Wir erinnern uns an den Sommer 2011! Fukushima war am 11. März gerade passiert. In der gesamten Bundesrepublik bestand Einigkeit: Ja, wir steigen aus! - Ich frage Sie, meine sehr geehrten Damen und Herren: Was kann denn Politik in einem Land konsequenter machen, als nach dem Ereignis von Fukushima auszusteigen?
Daran gibt es auch gar nichts zu rütteln oder zu deuteln. Das muss nicht ins Grundgesetz, Frau Kollegin. Das ist Konsens in diesem Lande. Und dazu stehen wir auch.
Liebe Kolleginnen und Kollegen, ich darf noch einmal um Ruhe bitte. Wir unterbrechen so lange, bis Ruhe eingekehrt ist. - Herr Bäumer, die Zeit wird gestoppt. - Bitte!
Nach und nach gehen die Kernkraftwerke vom Netz. 2021 wird Grohnde abgeschaltet sein und 2022 Lingen. In ca. sechseinhalb Jahren, meine sehr geehrten Damen und Herren, ist die Stromproduktion aus Kernkraftwerken in Deutschland Geschichte. Aber was passiert dann? - Dazu, meine sehr geehrten Damen und Herren, habe ich
Darüber würde es sich lohnen zu sprechen. Ich stelle fest: Ein Endlager für hoch radioaktive Stoffe ist nicht vorhanden. Ich stelle fest: Ein Endlager für schwach und mittelradioaktive Stoffe gäbe es in Schacht Konrad. Aber diese Regierungsfraktionen tun momentan alles, um zu sagen: Auch das geht nicht. Dazu müssen wir noch einmal ganz von vorne anfangen.
Wir haben Zwischenlager quer durch die Republik an allen Standorten von Kernkraftwerken, und da reden Sie hier heute Morgen vom Thema Risiko! Ich frage Sie: Wo ist denn da das Thema Sicherheit? Wie sorgen wir dafür, dass die radioaktiven Abfälle, die quer durch die Republik verteilt sind, sicher aufbewahrt werden? - Dafür tun Sie, meine sehr geehrten Damen und Herren, nichts.
(Beifall bei der CDU und bei der FDP - Miriam Staudte [GRÜNE]: Ich habe Sie noch nie bei der Endlagerkom- mission gesehen!)
Ich kann mich erinnern, dass früher auf der linken Seite des Hauses von Gorleben als Kartoffelscheune gesprochen worden ist. Davon habe ich in den letzten drei Jahren überhaupt nichts gehört. Wir haben das Zwischenlager in Leese. Wir nehmen zur Kenntnis, dass dieser Umweltminister regelmäßig Pressemitteilungen verschickt, in denen es heißt: Es sind an den Fässern in Leese schon wieder irgendwelche Ringe aufgeplatzt. - Ich würde mir das gerne in der nächsten Woche mit meinem Arbeitskreis anschauen. Vielleicht schafft es das Umweltministerium ja auch, das Ganze zu genehmigen, sodass wir da hinfahren dürfen.

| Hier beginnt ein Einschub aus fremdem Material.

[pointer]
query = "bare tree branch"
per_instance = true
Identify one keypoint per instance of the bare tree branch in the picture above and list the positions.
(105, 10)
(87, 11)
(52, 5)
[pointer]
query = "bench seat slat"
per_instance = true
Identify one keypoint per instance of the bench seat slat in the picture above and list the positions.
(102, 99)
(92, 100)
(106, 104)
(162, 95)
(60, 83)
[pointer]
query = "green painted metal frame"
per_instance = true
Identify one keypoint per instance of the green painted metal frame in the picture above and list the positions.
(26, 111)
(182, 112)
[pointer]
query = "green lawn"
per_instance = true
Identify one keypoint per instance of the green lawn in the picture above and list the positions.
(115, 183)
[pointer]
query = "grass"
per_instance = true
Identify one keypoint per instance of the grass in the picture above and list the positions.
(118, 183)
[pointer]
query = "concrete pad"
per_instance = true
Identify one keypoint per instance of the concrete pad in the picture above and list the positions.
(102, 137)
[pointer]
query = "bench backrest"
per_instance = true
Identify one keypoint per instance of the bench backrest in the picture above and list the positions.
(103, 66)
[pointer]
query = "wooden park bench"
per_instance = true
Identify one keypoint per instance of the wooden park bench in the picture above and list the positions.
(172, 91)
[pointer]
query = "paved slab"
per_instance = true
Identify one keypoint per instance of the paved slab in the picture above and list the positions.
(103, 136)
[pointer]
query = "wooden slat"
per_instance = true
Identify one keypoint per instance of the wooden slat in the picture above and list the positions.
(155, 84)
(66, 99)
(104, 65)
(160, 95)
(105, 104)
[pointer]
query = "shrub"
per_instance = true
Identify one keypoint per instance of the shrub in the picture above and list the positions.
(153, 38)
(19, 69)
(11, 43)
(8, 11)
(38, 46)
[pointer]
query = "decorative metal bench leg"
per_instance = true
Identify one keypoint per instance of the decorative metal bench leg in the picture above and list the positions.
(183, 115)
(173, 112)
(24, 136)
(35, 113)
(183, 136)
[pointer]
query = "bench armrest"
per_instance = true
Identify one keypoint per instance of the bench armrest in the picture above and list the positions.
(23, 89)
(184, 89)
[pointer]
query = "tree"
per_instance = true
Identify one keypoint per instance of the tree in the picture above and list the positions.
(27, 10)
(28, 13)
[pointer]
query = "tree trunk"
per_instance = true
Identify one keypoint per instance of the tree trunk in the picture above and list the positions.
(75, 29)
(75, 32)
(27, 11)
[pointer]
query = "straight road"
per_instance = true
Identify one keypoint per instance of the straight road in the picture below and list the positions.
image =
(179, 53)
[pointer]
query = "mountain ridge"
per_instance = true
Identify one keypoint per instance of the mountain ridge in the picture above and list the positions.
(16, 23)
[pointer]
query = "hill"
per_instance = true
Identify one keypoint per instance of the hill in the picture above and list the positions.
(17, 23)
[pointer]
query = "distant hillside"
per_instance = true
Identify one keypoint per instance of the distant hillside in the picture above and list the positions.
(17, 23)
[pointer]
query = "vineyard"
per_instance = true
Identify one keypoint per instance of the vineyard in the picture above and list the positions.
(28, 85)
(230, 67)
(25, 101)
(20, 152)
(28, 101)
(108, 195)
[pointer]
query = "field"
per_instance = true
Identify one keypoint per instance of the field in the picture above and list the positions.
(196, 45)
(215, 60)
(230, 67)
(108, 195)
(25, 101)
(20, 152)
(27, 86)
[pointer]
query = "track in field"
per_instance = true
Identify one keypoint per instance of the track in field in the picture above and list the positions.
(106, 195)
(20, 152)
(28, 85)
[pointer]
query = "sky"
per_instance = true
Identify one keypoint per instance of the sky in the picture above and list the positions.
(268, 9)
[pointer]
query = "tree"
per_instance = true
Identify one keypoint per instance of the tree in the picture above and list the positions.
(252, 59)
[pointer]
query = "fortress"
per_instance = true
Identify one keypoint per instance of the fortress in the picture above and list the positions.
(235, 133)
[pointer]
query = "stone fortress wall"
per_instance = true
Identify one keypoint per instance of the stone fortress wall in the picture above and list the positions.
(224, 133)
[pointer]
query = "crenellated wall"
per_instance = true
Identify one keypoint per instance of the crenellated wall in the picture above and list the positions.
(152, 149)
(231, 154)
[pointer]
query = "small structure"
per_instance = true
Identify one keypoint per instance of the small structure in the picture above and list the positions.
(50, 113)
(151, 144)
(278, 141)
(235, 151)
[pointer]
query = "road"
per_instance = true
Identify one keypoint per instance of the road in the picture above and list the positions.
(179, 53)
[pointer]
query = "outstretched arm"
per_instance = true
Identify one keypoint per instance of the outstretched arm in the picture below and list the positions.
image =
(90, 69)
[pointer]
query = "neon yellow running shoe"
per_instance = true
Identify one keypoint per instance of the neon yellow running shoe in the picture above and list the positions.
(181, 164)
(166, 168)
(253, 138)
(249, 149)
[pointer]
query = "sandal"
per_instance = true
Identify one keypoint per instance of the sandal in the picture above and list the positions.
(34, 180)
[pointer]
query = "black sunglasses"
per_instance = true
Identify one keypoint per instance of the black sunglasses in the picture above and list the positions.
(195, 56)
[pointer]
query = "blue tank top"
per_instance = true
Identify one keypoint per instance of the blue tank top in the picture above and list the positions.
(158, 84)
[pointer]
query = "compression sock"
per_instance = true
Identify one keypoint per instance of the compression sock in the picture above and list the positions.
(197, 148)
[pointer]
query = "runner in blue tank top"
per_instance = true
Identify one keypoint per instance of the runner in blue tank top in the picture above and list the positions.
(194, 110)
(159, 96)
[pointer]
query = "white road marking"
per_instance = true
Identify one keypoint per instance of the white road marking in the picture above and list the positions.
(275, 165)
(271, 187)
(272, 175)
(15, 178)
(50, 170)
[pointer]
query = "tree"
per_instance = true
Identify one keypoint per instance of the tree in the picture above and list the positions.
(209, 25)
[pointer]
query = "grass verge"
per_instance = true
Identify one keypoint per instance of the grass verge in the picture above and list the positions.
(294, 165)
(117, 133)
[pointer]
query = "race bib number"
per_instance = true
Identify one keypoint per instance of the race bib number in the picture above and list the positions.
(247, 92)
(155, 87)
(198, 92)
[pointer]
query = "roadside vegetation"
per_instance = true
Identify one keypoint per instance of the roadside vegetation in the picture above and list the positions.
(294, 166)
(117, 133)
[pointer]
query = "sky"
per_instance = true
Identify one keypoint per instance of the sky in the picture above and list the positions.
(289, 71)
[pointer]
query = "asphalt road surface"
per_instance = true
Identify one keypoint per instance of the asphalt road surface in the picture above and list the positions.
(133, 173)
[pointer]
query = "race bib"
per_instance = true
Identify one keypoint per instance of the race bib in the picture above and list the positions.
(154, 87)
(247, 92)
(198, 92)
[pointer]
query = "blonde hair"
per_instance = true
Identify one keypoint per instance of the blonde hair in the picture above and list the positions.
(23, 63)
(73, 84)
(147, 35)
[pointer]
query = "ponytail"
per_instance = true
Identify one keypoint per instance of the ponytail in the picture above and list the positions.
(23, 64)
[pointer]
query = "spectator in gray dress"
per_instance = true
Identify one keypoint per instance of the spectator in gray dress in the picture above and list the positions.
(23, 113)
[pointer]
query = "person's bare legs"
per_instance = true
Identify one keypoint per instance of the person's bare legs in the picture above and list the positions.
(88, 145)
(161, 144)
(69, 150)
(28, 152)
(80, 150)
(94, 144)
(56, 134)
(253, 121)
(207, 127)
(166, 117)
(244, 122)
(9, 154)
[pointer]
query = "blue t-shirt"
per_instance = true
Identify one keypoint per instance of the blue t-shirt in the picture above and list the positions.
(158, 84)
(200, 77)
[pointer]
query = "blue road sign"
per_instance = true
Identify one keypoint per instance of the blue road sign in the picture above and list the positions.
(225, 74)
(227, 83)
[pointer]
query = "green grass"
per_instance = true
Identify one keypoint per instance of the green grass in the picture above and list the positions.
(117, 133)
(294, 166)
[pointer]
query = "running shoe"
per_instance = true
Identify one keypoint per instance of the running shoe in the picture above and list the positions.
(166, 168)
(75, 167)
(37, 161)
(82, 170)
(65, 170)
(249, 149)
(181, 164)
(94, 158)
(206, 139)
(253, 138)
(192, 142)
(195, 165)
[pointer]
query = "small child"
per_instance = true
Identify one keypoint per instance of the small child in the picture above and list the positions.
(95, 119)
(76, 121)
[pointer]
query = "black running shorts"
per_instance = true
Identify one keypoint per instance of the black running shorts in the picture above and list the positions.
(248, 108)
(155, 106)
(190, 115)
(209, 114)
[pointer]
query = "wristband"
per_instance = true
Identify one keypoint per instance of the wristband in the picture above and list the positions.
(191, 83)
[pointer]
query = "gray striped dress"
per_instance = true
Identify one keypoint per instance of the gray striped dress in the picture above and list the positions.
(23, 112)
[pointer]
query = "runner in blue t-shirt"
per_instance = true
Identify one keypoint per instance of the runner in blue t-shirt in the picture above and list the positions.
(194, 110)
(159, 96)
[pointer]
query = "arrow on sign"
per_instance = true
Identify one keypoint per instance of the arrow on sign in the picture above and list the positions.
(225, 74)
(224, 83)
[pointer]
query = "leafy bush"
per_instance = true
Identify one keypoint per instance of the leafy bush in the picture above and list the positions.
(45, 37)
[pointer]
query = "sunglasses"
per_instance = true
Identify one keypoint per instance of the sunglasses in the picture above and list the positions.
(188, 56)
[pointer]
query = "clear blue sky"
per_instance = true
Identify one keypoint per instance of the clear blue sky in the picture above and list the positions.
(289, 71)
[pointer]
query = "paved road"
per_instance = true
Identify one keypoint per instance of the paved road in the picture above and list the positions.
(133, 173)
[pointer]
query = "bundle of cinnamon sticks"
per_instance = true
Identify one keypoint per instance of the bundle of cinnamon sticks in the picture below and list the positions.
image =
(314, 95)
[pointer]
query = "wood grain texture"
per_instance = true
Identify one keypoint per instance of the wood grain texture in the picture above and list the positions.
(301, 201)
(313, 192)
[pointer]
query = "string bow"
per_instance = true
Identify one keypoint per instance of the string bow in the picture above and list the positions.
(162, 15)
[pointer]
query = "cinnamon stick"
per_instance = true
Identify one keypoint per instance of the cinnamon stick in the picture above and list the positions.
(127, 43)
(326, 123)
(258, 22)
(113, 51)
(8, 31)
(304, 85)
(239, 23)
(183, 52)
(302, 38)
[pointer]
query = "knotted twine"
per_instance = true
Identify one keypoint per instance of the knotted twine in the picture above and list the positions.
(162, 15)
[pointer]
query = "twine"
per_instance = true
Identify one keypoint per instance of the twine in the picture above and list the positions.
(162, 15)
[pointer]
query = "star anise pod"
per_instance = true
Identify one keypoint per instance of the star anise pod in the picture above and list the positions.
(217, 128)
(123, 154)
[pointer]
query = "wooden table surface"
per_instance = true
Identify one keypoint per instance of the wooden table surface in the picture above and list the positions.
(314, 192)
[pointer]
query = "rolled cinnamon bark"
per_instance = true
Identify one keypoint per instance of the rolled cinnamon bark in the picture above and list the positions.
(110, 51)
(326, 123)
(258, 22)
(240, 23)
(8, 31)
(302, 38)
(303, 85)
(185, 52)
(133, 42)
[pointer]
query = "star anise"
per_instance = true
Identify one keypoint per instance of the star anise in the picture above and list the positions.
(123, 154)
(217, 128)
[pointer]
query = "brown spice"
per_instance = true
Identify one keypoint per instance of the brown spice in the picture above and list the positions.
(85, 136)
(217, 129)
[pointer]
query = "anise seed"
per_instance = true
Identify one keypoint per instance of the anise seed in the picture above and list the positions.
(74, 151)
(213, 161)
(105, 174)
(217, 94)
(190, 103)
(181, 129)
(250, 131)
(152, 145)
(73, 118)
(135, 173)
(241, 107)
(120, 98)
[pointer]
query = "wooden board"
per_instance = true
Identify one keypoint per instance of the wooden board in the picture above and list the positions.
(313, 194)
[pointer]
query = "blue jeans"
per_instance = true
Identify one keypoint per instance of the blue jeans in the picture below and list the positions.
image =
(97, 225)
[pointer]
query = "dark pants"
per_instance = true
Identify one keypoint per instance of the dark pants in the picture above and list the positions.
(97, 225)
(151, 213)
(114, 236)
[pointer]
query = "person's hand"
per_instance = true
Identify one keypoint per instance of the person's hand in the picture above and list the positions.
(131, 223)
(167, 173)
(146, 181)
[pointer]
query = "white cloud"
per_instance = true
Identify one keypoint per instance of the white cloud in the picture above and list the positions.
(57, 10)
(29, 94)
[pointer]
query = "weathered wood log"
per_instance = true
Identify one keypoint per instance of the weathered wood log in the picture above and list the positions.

Ich muss ganz ehrlich sagen, lieber Kollege Tonne: Es kann Ihnen doch überhaupt nicht recht sein, dass Sie bei sich zu Hause ein Zwischenlager haben, das doch de facto ein Endlager ist; denn, meine sehr geehrten Damen und Herren, nach alldem, was passiert, kann man doch nicht davon ausgehen, dass bis zum Ende des Lebens bestimmter Personen dieses Lager aufgelöst sein wird. Selbst bei einem Kind, das heute, im Jahre 2016, geboren wird, ist nicht sicher, dass es erleben wird, dass wir in Deutschland ein Endlager haben werden. Dieser Minister Wenzel hat letzte Woche bei einer seiner berühmten Endlagerveranstaltungen aus der Reihe „Bis in alle Ewigkeit …“
eine Grafik aufgelegt, in der es hieß, ein Endlager in Deutschland werde voraussichtlich im Jahre 2120 zur Verfügung stehen. Dann wäre das Thema abgeschlossen. - Meine sehr geehrten Damen und Herren, haben wir die Chance, das noch zu erleben? - Ich fürchte, nein. Da würde ich mir, lieber Kollege Wenzel, lieber ein wenig mehr Einsatz wünschen, Einsatz von Ihnen, und dass Sie nicht in die Vergangenheit schauen, sondern dass Sie in die Zukunft schauen und mit aller Kraft anpacken, dass wir diesen Müll endlich sicher dahin bekommen, wo er sicher ist.